I was also taken aback by how much Biblical language and theory and context shaped the thinking in the final movement. Being agnostic, I was surprised that the God figure is as present as he is. And by the same turn, I’m surprised by just how much anger I had to navigate to get to a sense of peace. The book thinks through things that people should be justifiably angry about, but I was taken by surprise by how deeply attached this speaker is to God—how close faith seems and how difficult it proves to be to attain, or maintain. I think it has something to do with my difficulty with hope.
6. What is the biggest impediment to your writing life?
Working, daily chores, insecurity, family responsibilities.
7. What is one thing that your agent or editor told you during the process of publishing this book that stuck with you?
It was my mentor who said something that stuck with me. She said: “Do not discount the good work you have already done.” I have a tendency to see with only a critical eye, rather than with a forgiving one, when I look at my own writing. It is difficult for me to return to my pages with the eye of a curious bookstore browser—with the eye of the girl who loves reading. So it helps to have the reminder in my head that what is on the page can be altered; it does not have to be destroyed. It helps to remember the years I’ve spent learning to do this writing thing—that I’ve learned to do much of it well.
8. If you could go back in time and talk to the earlier you, before you started All the Blood Involved in Love, what would you say?
Be patient.
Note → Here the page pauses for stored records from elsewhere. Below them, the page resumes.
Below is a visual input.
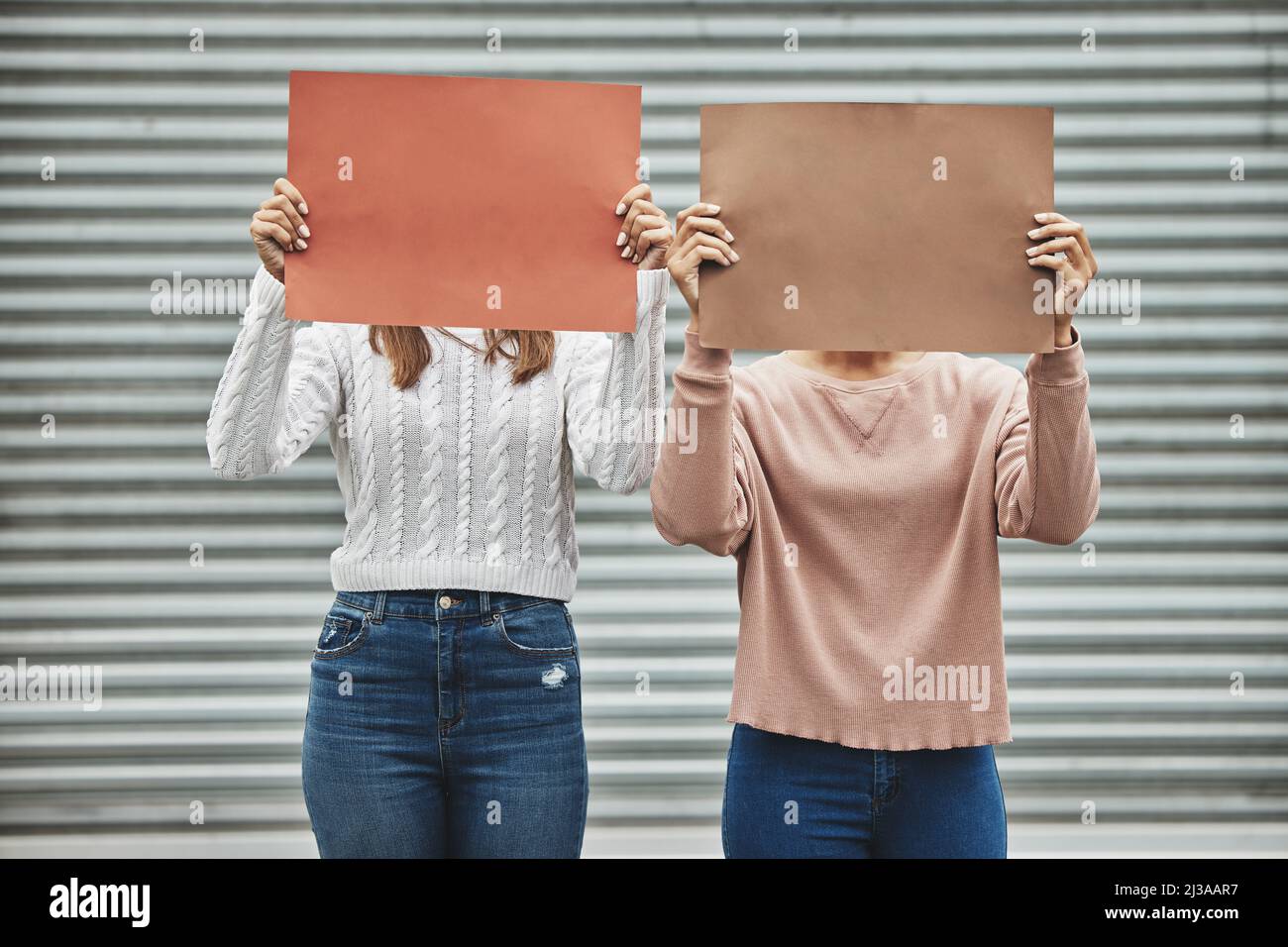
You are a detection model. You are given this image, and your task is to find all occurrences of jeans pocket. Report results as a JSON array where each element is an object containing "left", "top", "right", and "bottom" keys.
[
  {"left": 313, "top": 608, "right": 371, "bottom": 661},
  {"left": 492, "top": 601, "right": 577, "bottom": 659}
]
Loosen your grip. Write for discovery. Write because you want to, not to define yourself for the benefit of other people.
9. How did you know when the book was finished?
When I felt like I had a sense of the answers to the questions the book asks. When I was able to feel—with the poems in different orders—that there was an arc from the first poem to the last, I felt like I could let the book go. I felt released from the emotional terrain of that book.
10. What’s the best piece of writing advice you’ve ever heard?
Besides read broadly and keep writing? Go outside and watch plants grow.